The burglar surveyed the inside walls from his new perspective within the room. He saw portraits, he saw landscapes, he saw many disjointed images scattered across the walls, with yawning voids of whiteness between them. The mural pieces seemed haphazard, as if the painter was distracted, yet nonetheless they were artfully rendered. Taking a last look around for valuables, the burglar slipped back out the window. The fan tipped back into position.     The painter returned before dawn, the smears of paint gone, and in their absence dark bags were under the painter’s eyes. These eyes didn’t see the discarded canvas, did not register the skeletal easel standing like a hanging-tree in the center of the floor. Instead the painter refreshed his palette and re-ascended his ladder. The sun rose but there was nothing to cast into shadow. No one noticed.

 
Three times the sun rose and fell before the ladder went into the closet and the stool returned from its depths. The canvas was replaced on the easel, although it never occurred to the painter to question how it had moved in the first place. Perhaps he had moved it himself. Fresh paint was slowly and absentmindedly smeared on the painter, but he remained watching the canvas.

 Eventually the painter approached the canvas, brush in one hand, plunging towards the palette held in the other. The rabbit-bristles hovered over the blue, then the green, then dipped slightly to graze the purple before finally being laid to rest on the table.     

The painter left the garage in shame, the blank canvas sitting on its frame mocking him silently, the shadows once again dancing. The heat began to rise, warping the roof so that low dull echoes reverberated throughout the empty space. The weak fan continued its drone, but no one was there to notice. The no-longer-white walls did not reprise their role of mitigating the heat, but no one was there to chastise them. The blank canvas stood as a monument to the painter’s failure, while the now landscape-muraled and shadow-draped walls surrounded it, an unregistered accomplishment, art produced by the artless.     

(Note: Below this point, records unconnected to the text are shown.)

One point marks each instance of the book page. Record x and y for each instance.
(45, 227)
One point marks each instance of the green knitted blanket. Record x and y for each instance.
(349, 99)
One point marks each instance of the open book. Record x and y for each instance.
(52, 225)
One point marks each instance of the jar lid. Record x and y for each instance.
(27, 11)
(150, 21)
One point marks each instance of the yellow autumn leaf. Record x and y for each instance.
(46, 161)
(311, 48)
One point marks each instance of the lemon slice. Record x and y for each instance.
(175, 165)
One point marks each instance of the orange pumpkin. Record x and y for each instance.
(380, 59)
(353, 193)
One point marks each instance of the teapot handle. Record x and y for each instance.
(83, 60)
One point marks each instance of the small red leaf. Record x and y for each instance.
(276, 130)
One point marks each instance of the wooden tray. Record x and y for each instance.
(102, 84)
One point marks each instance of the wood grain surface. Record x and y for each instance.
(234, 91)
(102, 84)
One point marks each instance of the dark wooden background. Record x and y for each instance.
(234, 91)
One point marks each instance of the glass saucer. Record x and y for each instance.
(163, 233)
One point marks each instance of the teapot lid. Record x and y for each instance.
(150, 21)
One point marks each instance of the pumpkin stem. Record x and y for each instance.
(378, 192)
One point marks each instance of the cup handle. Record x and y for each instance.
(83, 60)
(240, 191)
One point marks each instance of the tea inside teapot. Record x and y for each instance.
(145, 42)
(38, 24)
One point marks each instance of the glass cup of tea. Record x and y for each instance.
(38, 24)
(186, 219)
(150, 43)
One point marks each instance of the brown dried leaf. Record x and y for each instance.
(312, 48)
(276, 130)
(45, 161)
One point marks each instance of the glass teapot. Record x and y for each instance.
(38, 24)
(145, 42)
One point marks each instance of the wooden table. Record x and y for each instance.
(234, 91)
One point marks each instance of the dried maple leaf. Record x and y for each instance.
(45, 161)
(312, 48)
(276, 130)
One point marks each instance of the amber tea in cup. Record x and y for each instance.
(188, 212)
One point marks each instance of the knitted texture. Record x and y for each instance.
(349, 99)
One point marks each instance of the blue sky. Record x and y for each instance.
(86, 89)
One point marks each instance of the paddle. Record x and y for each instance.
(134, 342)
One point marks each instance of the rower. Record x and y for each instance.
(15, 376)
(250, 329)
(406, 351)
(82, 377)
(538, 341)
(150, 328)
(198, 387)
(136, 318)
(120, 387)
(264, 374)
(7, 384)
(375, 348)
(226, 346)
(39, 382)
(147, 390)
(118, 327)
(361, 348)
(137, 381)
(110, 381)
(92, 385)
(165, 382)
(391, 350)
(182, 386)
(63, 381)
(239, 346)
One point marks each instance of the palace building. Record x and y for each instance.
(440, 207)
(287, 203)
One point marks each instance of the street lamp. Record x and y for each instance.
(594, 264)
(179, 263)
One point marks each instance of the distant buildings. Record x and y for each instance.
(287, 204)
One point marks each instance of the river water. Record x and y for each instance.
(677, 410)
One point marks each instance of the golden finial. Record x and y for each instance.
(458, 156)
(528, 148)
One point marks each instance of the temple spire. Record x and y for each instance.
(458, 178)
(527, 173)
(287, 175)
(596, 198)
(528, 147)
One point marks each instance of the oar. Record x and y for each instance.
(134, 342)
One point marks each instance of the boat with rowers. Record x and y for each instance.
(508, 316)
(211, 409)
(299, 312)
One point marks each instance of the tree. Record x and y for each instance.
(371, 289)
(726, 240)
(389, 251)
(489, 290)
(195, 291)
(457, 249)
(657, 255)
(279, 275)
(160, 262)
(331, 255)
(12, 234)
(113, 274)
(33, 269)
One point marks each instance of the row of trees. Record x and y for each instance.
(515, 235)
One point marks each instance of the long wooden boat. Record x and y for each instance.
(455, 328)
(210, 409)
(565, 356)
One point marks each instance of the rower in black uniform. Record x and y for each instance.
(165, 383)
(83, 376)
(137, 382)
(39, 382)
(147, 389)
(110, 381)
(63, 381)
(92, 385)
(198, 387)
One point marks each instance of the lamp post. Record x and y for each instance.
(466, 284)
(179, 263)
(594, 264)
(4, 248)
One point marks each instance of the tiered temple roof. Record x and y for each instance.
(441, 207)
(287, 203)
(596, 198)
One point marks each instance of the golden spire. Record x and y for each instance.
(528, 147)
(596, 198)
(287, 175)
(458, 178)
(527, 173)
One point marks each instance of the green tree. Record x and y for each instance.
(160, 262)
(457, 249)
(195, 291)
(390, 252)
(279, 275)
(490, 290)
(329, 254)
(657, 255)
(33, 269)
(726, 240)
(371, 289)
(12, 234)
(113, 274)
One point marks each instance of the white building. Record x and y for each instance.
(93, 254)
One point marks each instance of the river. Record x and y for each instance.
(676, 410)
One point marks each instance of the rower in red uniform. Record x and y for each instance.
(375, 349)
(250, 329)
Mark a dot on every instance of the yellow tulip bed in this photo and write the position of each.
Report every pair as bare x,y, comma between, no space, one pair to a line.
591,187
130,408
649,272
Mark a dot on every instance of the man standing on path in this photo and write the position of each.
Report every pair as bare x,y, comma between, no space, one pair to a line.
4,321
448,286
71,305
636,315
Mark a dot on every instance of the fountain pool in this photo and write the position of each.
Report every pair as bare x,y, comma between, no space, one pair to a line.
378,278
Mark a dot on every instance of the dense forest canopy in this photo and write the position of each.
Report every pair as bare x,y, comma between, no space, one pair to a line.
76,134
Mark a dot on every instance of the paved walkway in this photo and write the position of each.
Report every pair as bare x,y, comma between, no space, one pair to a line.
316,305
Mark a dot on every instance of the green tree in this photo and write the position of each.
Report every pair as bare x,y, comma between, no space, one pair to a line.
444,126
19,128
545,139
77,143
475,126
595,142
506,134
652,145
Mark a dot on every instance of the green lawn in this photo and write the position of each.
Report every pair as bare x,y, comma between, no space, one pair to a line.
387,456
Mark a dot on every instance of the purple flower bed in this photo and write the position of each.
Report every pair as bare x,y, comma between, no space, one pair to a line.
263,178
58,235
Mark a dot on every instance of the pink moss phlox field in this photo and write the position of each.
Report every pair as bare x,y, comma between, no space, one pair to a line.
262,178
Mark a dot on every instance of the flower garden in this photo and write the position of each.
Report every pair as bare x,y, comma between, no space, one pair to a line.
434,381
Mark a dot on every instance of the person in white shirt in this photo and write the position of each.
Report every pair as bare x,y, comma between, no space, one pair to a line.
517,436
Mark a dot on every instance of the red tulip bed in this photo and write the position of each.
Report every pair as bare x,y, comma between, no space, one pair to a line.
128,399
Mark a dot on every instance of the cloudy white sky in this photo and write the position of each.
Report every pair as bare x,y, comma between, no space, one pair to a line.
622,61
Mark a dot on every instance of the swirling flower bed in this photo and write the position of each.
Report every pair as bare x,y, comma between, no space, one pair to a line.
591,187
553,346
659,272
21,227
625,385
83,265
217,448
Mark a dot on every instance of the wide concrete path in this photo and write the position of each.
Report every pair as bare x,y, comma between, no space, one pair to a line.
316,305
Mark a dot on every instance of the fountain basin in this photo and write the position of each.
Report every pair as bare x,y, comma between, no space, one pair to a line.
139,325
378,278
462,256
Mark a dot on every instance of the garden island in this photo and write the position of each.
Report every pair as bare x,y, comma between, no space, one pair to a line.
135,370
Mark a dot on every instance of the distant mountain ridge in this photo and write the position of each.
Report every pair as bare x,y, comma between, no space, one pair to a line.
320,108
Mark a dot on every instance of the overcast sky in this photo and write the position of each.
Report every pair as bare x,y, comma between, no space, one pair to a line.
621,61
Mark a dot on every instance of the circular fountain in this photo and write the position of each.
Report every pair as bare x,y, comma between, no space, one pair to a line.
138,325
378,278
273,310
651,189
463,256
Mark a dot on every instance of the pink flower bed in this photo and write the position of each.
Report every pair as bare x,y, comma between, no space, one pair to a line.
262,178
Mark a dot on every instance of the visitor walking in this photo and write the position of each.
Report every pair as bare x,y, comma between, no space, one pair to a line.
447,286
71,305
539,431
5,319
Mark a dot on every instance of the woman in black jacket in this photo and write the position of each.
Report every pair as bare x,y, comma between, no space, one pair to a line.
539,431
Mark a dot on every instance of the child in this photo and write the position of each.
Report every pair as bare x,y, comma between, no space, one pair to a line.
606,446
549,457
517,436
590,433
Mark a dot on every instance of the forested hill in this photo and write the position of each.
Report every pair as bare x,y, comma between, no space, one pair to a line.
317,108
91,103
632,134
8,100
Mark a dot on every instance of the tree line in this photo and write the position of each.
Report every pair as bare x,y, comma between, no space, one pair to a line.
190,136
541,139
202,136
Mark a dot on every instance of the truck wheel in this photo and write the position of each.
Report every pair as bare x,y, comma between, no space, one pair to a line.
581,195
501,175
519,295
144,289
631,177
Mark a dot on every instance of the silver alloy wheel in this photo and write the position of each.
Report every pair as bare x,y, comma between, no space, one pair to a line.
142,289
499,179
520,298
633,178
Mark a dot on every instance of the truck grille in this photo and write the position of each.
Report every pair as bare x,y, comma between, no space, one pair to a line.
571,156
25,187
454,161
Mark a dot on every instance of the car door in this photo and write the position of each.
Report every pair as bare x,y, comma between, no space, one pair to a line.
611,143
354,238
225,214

Instead, the warm summer rays shined in like a beacon, illuminating that which was hidden. Wherever the sun landed it highlighted a different aspect of a mural. Here was an abstract portrait of the painter’s first dog, a mottled blue-heeler that never stayed still. Another expanse was covered in a field of daisies, but the colors were muted and blood dripped from the petals in a sinister manner. His first girlfriend had enjoyed daisies.

 Across the room was an image of the Sonoran Desert, painted in striking realism so that the cacti looked as though brushing up against them would leave oneself full of needles. That was the window view in the painter’s younger days, before he moved south to the Yucatan Peninsula. Behind the Sonoran landscape was a large and imposing mariachi band, but their instruments were textured like wood and one member appeared to be plucking splinters from his hands. And across all of these images, overlaid by some unconscious design, was a stationary mesh of shadows, painted in faint ghostly lines.     

These shadow lines were done in tribute to the incessant shadow-strands of the canvas, the impossibly blank canvas, and its obsession within the painter’s mind. Here was the product of his efforts, arrayed all before him, yet upon a surface he did not wish. All of these images glared into the room, focusing their weight on the blank canvas on the hanging-tree easel, evidence of life lived and truth expressed up against the newly-seeded emptiness thriving within the painter.